Recuerdo aquella noche, quedó grabada en mi memoria y me marco para toda la vida. Todo estaba a punto de terminar, dormiría unas horas más, qué gran felicidad la mía, me acompañaba un gran amigo, que estaba allí sin ninguna obligación, él sólo quería acompañarme o tal vez deseaba llenar esa pequeña soledad de la que de vez en cuando somos presos.
Todo iba a acabar con normalidad, vaya, hasta ahora deseo eso y que aquello jamás hubiese ocurrido.
El reloj demostraba una vez más su dominio, ya eran las siete de la noche y la calma era inevitable.
Llamaron a la puerta, una madre traía en sus brazos a una pequeña, no superaba los tres años de edad, debo admitir que la mujer me era muy familiar, hasta ahora no sé por qué; la recostó en la camilla y la descubrió, lo que alcancé a ver ya no era una niña, era nada más que un cuerpo moribundo que quería descansar.
Fue la única vez que realmente sentí miedo, sorpresa y desesperación, pensé que me había acostumbrado al trajín del día a día: gente muriendo, gente naciendo, sólo gente.
No supe qué hacer en ese momento, cómo reaccionar. ¡¿Qué se suponía que debía hacer?! Frustrada sólo atiné a reñir a la mujer por el muy mal estado de su hija, ella tenía la culpa y para mi siempre la tendrá.
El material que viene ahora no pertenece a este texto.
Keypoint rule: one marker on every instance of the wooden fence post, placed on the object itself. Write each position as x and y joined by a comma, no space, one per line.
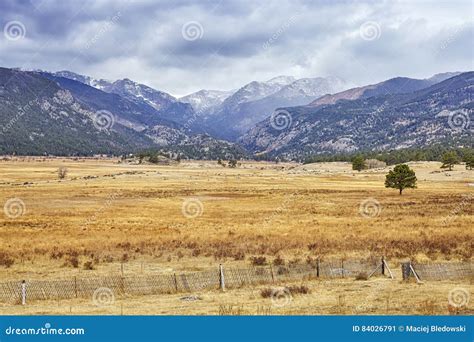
317,267
23,292
221,277
75,286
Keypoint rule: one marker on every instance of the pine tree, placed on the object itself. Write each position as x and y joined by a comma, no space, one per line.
358,163
401,177
449,159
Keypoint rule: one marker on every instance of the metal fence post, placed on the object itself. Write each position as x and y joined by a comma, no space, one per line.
23,292
221,277
175,282
271,271
317,267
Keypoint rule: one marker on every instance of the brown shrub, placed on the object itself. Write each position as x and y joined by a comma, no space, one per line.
89,265
299,289
6,260
266,292
258,261
278,261
362,276
72,261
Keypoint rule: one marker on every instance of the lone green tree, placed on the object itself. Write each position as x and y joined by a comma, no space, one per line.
358,163
469,160
449,159
401,177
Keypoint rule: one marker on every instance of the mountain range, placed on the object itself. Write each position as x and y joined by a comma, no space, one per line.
71,114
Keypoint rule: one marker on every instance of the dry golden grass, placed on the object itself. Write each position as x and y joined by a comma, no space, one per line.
107,213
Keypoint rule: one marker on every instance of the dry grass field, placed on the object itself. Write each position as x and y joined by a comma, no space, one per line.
107,215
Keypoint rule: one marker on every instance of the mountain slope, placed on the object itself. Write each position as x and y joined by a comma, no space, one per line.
166,106
396,85
204,101
39,117
382,122
257,100
41,113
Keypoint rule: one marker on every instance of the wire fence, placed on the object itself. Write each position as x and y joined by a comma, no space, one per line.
438,271
217,278
18,292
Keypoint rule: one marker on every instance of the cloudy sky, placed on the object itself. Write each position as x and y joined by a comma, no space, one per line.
181,46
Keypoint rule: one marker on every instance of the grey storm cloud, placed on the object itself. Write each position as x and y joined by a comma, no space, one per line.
182,46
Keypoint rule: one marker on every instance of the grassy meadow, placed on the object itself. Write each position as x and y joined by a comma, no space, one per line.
106,217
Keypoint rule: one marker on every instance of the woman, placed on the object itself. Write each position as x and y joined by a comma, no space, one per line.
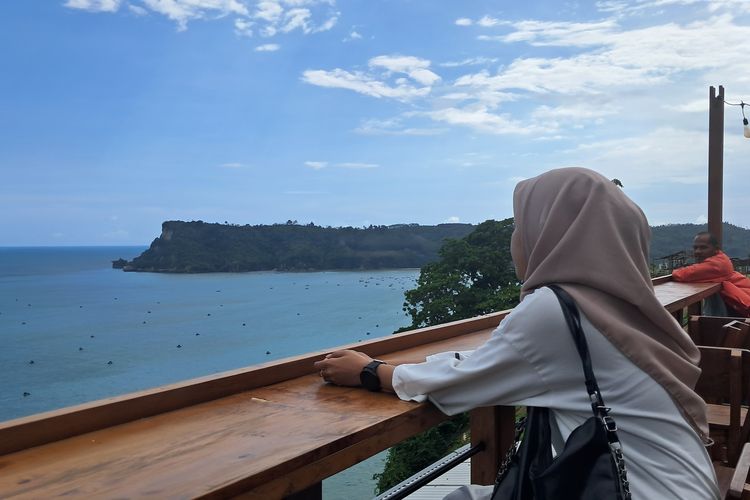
575,228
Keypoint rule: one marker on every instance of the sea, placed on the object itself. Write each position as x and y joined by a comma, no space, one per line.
72,329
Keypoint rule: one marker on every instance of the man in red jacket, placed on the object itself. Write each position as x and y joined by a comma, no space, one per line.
713,266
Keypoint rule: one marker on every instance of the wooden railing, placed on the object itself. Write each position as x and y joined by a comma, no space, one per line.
268,431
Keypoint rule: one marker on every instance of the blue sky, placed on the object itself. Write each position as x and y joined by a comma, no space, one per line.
116,115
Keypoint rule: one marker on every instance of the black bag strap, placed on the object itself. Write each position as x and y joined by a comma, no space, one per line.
573,319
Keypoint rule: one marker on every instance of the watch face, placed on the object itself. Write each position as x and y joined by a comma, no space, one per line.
369,376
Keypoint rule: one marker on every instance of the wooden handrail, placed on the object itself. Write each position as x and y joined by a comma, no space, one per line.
265,431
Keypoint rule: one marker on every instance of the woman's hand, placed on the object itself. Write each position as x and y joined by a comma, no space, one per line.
343,367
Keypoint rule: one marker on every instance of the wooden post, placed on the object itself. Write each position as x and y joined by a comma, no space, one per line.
495,427
715,161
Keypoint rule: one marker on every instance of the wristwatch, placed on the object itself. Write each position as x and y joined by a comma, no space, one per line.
369,375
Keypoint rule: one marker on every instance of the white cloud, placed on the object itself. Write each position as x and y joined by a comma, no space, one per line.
357,165
362,83
137,10
481,119
488,22
471,61
696,106
414,67
268,47
269,10
318,165
269,17
243,27
375,84
116,235
296,19
395,126
182,11
94,5
353,36
567,34
660,157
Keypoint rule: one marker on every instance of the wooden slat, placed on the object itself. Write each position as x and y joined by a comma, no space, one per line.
51,426
495,428
675,296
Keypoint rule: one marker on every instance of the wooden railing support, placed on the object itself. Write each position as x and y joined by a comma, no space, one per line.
495,427
314,492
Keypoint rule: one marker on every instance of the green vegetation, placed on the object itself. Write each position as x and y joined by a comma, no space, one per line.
473,276
200,247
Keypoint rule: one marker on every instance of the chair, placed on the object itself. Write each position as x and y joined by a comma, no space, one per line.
723,384
720,331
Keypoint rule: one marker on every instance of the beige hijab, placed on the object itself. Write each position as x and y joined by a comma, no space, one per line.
579,230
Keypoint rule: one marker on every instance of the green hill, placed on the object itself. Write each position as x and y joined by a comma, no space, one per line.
672,238
198,247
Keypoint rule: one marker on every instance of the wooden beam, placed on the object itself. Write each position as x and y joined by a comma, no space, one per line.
715,161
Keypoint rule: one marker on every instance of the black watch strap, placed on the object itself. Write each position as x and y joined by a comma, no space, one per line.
369,375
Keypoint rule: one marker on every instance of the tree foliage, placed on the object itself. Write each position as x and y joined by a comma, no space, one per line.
473,276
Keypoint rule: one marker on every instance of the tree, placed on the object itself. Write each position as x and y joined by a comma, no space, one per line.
473,276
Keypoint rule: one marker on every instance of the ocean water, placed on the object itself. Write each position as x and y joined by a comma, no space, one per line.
74,330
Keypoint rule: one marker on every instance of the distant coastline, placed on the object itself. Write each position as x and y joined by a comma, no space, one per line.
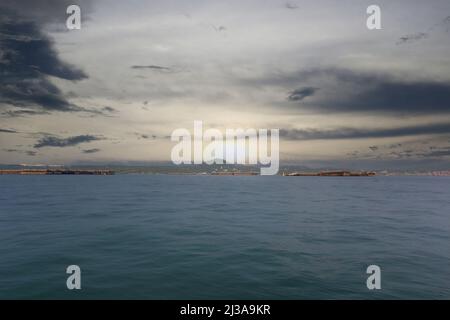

Aquella noche fue muy larga, atendimos a la niña; tenía el pensamiento que la salvaríamos, pues que equivocada estaba, los ojos del médico de guardia sólo decían: unas horas más, sólo unas horas.
La escena para mi fue muy lamentable, digo para mi, porque al estar ya acostumbrada al sufrimiento de la gente, debió de ser un acto muy fuerte para lograr conmoverme de esa manera, era sólo una niña que no pasaba de los tres de años de edad, con miles de aparatos invadiendo su cuerpecito.
La mujer estaba a su lado, desesperada, pero con esperanza, la misma tonta esperanza que hizo que la llevara en ese estado al hospital.
Era obvio lo que venía a continuación , tan obvio que jamás lo pensé, finalmente la niña se cansó de respirar, sobrevino el paro cardiorespiratorio que nos llevará a todos y cada uno de nosotros a la muerte y así como se la llevó a ella, algún día vendrá por mi.
La mujer quebró en llanto, era su hija después de todo, en ese momento recién pude ver a una madre que lamentaba la perdida de su hija; vi a su familia llorar, nadie más lo hacia, todos estaban apenados, se notaba en sus caras, pero nadie lloraba... yo era la única.
Creo que son muy pocos los que pasan por esa experiencia de ver un cuerpo moviéndose, con algo especial dentro, que de un momento a otro deja de tener ese movimiento, siendo entonces solo materia.
Tan acostumbrada estaba que aquella fue la primera vez que llore una muerte, que realmente la lamenté, había sido tan fría conmigo misma porque era necesario, trataba de sentir algo cuando una persona dejaba de existir, pero era obligarme a sentir algo que no podía, pero aquella niña que no superaba los tres años de edad me enseñó a sentirlo.